Abuse can easily be hidden inside arts education and artistic processes for we are taught to look to others — the director, the teacher, the audience — to let us know if our choices are working.
I see it every day in students, artists, and educators we play with and coach. The line is so blurred between authority and abuser that their sense of self is almost non-existent.
I see them because I am one of them.
From 15–21 and then again at 37, I was victim to emotional, mental, and sexual abuse inside the “safe spaces” of my art education. At my performing arts high school, within my community theatre experiences with adults, my undergrad studies with faculty, and graduate school with a fellow student.
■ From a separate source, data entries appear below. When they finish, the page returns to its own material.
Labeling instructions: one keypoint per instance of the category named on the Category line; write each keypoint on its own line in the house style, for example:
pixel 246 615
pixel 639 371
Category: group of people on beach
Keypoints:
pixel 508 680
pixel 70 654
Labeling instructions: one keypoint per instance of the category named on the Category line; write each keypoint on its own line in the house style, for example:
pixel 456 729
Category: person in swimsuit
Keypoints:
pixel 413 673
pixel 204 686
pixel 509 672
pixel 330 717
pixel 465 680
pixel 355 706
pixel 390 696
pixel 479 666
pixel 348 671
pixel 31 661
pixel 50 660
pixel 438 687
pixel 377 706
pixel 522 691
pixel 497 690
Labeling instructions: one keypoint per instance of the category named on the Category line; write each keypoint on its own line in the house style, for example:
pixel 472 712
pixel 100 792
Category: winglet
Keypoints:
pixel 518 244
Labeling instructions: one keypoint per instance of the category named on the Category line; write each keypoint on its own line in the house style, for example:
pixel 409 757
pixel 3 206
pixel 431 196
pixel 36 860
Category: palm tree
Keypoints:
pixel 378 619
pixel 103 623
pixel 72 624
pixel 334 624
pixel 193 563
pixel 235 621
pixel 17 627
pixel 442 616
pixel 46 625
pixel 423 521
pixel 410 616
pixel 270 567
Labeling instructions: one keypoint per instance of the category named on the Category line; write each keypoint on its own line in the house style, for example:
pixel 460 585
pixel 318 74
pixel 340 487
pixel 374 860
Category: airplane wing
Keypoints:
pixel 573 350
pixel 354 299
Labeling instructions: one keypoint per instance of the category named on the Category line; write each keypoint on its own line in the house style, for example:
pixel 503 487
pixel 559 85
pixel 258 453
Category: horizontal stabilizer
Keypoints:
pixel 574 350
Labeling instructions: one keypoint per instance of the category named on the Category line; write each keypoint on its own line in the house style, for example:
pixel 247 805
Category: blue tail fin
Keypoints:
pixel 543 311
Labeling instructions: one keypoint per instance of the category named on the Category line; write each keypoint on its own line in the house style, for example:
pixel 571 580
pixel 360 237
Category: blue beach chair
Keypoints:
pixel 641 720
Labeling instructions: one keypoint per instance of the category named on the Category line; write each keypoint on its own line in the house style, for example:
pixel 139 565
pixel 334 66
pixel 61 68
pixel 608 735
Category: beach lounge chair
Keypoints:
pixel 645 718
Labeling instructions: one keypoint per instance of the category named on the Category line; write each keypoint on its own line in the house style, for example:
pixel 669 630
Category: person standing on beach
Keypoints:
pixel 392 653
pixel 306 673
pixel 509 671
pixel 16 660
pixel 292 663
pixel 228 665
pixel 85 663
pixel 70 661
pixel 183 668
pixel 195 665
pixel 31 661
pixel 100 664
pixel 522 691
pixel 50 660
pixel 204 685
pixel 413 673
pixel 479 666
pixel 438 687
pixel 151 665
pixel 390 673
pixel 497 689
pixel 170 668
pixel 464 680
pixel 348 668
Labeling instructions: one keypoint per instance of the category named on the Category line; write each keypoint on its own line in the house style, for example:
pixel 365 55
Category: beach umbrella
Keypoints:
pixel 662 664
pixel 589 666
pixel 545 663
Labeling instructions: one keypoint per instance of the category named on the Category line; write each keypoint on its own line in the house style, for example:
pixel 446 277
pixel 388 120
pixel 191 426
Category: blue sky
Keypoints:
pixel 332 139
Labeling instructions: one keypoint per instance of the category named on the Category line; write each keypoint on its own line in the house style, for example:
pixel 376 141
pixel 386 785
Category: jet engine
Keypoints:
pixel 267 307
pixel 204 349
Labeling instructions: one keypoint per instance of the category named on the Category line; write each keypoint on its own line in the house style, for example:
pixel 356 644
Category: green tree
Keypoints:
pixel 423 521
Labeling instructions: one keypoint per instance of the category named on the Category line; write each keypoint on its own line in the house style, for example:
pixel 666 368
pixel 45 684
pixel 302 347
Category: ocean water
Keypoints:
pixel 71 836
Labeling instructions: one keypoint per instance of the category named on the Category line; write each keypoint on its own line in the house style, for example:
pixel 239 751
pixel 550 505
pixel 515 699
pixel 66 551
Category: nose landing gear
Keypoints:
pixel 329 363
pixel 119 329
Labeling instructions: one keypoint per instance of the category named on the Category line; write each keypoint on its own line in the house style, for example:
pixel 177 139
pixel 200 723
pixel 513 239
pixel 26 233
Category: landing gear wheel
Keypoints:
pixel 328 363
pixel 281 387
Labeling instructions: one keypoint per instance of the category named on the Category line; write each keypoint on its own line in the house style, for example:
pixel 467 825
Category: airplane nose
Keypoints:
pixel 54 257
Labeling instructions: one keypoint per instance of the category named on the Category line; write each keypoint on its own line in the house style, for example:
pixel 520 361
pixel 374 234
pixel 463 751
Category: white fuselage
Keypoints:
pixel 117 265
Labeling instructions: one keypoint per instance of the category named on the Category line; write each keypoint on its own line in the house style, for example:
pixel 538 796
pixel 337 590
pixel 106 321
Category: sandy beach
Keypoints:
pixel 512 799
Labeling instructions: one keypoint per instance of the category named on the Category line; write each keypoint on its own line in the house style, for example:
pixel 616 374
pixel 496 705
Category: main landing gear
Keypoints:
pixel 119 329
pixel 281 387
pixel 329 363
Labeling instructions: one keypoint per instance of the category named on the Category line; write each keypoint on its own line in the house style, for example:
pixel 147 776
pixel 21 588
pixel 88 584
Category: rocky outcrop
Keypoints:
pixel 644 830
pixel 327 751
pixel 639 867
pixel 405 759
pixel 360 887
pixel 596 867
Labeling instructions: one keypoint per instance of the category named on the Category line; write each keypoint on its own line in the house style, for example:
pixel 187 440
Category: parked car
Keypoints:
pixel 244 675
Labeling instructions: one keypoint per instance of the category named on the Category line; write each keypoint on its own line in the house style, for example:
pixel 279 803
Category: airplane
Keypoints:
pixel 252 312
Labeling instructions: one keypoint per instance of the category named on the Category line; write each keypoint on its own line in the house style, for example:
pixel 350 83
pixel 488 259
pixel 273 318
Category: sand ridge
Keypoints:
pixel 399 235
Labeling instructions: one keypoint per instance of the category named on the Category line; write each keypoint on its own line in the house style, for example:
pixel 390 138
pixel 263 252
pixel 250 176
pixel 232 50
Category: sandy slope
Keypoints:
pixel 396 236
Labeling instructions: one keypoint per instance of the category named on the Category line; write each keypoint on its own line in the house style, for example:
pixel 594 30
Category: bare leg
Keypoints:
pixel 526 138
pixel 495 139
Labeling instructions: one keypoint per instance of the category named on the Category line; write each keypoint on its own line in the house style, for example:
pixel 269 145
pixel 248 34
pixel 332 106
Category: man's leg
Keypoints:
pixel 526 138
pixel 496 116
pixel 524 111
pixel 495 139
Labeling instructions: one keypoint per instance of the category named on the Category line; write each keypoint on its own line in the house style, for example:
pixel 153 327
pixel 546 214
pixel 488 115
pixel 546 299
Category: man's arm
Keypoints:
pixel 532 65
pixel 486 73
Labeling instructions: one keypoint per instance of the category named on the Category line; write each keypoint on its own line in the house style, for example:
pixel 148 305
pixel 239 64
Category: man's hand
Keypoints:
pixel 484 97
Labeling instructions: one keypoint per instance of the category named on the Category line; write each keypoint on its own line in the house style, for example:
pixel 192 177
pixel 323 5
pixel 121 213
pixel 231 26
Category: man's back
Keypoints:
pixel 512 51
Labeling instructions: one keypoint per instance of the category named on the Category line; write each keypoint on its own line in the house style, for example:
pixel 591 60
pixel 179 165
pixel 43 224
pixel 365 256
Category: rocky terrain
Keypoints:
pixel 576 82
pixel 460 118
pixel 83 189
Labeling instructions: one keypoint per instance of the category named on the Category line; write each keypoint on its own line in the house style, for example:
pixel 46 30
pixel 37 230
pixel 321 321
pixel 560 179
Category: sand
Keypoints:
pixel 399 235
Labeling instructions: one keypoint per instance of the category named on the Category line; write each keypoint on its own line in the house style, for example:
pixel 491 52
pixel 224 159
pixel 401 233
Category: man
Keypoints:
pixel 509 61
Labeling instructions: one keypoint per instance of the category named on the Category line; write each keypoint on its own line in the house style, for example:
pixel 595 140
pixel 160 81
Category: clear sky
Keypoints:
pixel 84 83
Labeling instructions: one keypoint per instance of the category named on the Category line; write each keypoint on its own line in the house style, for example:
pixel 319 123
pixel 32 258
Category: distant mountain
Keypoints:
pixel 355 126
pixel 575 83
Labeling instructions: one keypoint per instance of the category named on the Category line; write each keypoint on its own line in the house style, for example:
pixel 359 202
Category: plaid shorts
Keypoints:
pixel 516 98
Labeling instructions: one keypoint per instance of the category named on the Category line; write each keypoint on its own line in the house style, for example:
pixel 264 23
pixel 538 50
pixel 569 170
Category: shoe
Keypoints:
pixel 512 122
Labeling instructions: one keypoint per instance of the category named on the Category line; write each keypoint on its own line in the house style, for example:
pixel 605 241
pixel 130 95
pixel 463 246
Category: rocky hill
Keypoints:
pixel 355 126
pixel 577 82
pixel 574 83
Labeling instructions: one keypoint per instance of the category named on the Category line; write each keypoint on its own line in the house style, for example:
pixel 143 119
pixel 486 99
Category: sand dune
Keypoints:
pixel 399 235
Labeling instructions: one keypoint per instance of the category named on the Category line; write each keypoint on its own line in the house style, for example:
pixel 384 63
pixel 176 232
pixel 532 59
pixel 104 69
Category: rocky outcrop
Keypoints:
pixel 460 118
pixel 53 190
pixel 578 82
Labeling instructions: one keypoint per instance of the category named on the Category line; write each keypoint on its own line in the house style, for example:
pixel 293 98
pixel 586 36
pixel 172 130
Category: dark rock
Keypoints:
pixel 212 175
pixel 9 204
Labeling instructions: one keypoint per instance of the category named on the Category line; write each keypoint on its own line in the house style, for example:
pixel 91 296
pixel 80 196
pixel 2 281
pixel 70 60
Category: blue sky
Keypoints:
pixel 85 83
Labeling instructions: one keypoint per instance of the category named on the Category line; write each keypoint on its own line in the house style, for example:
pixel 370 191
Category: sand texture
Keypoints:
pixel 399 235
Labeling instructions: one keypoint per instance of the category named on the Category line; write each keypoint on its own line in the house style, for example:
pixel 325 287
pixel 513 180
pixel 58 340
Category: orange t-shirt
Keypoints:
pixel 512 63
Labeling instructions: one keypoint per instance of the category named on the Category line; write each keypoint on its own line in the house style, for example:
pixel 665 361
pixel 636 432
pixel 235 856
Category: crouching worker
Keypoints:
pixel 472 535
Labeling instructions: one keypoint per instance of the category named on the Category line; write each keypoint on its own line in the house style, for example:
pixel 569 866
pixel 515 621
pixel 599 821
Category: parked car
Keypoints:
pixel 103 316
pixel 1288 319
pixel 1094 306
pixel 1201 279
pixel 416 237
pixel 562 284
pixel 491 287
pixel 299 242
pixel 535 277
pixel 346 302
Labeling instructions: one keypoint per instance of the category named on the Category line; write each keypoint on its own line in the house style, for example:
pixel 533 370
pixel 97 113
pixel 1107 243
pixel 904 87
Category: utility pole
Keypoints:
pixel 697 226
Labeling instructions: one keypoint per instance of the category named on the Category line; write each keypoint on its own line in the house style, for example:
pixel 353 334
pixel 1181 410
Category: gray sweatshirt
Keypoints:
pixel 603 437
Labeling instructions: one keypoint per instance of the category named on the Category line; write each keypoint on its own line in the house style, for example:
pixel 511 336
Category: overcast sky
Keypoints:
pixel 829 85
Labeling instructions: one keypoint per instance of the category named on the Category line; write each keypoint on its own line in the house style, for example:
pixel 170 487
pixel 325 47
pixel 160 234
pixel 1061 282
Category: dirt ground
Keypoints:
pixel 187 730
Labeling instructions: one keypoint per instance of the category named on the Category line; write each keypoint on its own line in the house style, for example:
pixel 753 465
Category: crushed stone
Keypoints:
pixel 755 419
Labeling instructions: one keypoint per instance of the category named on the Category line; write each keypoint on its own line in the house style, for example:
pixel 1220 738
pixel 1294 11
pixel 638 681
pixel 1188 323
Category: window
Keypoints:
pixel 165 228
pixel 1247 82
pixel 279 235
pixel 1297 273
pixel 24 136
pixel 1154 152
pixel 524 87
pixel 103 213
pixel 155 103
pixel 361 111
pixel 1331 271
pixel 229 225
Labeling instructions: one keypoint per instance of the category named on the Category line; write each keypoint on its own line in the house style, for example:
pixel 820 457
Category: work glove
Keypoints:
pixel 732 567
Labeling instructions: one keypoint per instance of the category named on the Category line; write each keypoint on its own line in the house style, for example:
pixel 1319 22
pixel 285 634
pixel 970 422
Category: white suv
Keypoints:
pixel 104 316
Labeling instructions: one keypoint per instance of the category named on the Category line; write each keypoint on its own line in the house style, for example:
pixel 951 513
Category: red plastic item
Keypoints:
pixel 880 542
Every community was award-winning and sought after, which made the instinctual feelings of “this is wrong, this hurts” even harder to honor and voice. In every part of my training, I was highly successful which again made it feel impossible to discredit the methods or stop the abuse.
I loved to perform, even as a child. Family folklore was I danced holding on to tabletops before I could even walk on my own. I sang. I acted. I danced. I created stories. I was an interdisciplinary artist before I could say “artist”.
But at 15, I began shifting to directing and choreographing. I didn’t want to perform anymore. That’s not true. I was afraid, not to perform — on stage I was free — but to train as a performer. The vulnerability needed in exercises to open emotional intelligence and body awareness were abused and manipulated. I pulled away.
I am ashamed to say, I watched my friends be hurt as well, and did nothing except console and vow to never be that kind of creative authority. I pulled away more.
Even in undergrad, I created my own path as a director/choreographer in order to become unavailable to abusive exercises and training modes. It didn’t work because only faculty-directed and choreographed… so now I was in the lion’s den. Every day.
I watched my friends stand there with tears in their eyes as directors/teachers yelled at them, publicly shamed them, and then said: “Do the scene again.” I stood helpless as friends cried at private rehearsals with these art educators who tried “unconventional” prompts to get them to “open up more” physically and emotionally. It was sexual abuse, it was voyeurism, it was wrong and we all knew it.
I listened inside closed audition sessions to arts educators talk of their students as if they were things… Things that needed to lose weight to be more “castable” (read that as “fuckable”). Things that needed to “lose that attitude” or they’ll never work again (read that as “stop standing up for themselves”). Things, not artists, not community, not people, not children… Things.
Times I did stand up, I was thrown deeper into the den with the most powerful of abusers. I was challenging their authority at 19, at 20, at 21. I was trying, but it took its toll on my strength and self-confidence. (In the end, I was running on fumes of self-reliance and belief when out in my profession. It eventually broke me and at 23 I had a full-fledged artistic identity crisis, left NYC and rebuilt myself inside Creatively Independent.)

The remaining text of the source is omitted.